On Oct. 4, attorneys for the investors, known collectively as Chicago Joe’s Tea Room LLC, filed a motion in federal court, “asking U.S. District Judge John Z. Lee for leave to amend their original lawsuit, to ask the judge to strike down a 2007 Illinois law the Chicago Joe’s group contends violates its First Amendment rights,” according to a report by the Cook County Record.
On June 29, the Seventh Circuit Court of Appeals upheld Judge Lee’s decision to dismiss a request for injunctive relief brought by Chicago Joe’s and Pervis Conway against the village.
Conway is the owner of 2850 Indian Joe Drive, a nearly 18,000-square-foot building in an industrial area of Broadview that overlooks the Eisenhower Expressway. The building was once owned by a telecommunications firm, Construction-CAD Solutions.

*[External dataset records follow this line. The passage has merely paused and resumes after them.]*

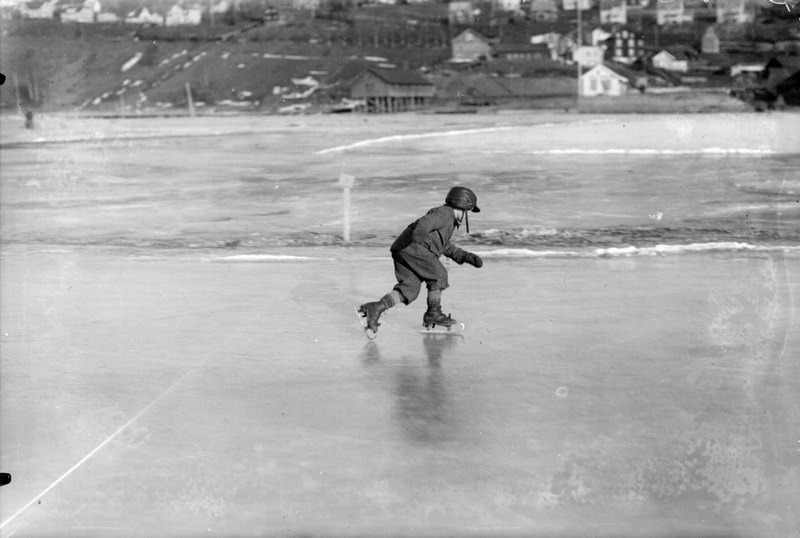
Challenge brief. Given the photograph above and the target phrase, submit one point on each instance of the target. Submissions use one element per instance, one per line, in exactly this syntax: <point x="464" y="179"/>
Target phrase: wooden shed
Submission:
<point x="392" y="90"/>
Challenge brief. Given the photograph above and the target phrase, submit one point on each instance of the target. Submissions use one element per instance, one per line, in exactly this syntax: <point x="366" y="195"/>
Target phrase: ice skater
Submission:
<point x="416" y="255"/>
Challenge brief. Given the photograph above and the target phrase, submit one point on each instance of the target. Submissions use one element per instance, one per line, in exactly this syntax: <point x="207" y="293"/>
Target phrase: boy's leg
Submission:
<point x="434" y="315"/>
<point x="405" y="291"/>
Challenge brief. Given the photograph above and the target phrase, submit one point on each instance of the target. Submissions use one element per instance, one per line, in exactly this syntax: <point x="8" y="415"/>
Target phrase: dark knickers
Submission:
<point x="415" y="265"/>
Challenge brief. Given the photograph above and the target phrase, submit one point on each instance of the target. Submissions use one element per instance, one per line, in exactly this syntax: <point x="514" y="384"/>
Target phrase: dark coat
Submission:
<point x="433" y="231"/>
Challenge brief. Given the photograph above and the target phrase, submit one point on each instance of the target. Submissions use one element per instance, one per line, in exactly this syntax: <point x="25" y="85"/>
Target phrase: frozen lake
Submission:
<point x="629" y="368"/>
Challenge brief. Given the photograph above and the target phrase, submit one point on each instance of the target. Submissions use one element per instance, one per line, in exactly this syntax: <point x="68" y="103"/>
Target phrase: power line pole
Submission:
<point x="578" y="44"/>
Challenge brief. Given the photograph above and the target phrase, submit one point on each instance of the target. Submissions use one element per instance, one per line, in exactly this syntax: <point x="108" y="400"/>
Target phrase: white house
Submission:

In 2006, Conway contracted to sell the land to David Donahue, who then assigned the land contract to Joseph Inovskis, court records show. Inovskis is listed as the sole manager of Chicago Joe’s Team Room LLC.
The next year, Inovkis applied for a special-use permit required to operate Chicago Joe’s as a strip club that would sell alcohol in the former industrial building. After the request was met by a public outcry from residents and community leaders, the Broadview officials refused to grant the special use permit.
Chicago Joe’s Tea Room LLC and Conway both filed a lawsuit that year, alleging that Broadview “violated the First Amendment” by not allowing the plaintiffs to use the “property in the manner” they wanted.
A lower court, referencing the village’s ordinances that were in place at the time, initially ruled in favor of Chicago Joe’s, but village officials appealed that decision and implemented tougher zoning laws related to adult businesses, including an amendment to the village’s adult-use setback ordinance — which appeared “aimed solely at Chicago Joe’s,” according to a judge in a lower court.
In March 2016, “based on strengthened village ordinances, a new state statute and the efforts of Fornaro Law,” the court ruled in favor of the village, prohibiting Chicago Joes from operating a strip club where it wanted in the village, representatives with Fornaro Law, the village’s lawyers in the case, noted in a statement at the time.
Since then, the plaintiff’s case had been “solely about monetary damages.” The plaintiffs’ injunction sought compensation for attorney fees and a reported $20 million in damages.
In their June 29 decision to dismiss the plaintiff’s claims, the three-panel Seventh Circuit Court of Appeals described the developers’ attempt to build the strip club as a “tangled record of transactions that seem designed to conceal the real parties in interest and their substantive deals.”
In their June 29 opinion, the federal appellate judges wrote that Broadview’s case was bolstered when, in August 2007, the Illinois legislature passed a law that prohibited any new adult entertainment facilities from locating, constructing or operating “within one mile of the property boundaries of any school, day care center, cemetery, public park, forest preserve, public housing, or place of religious worship located in” suburban Cook County.
In their Oct. 4 motion, the plaintiffs claimed that the Illinois law “is unconstitutional, as they argue the state directly targeted the law at disfavored speech, and not at any deleterious ‘secondary effects’ caused by the prohibited land uses,” according to the Cook County Record.
The plaintiffs also claimed that the law blocks “all adult use” in Broadview and is not equally enforced by the state, since three new adult use businesses “that violate the setback requirements” have been allowed to operate since the law was enacted.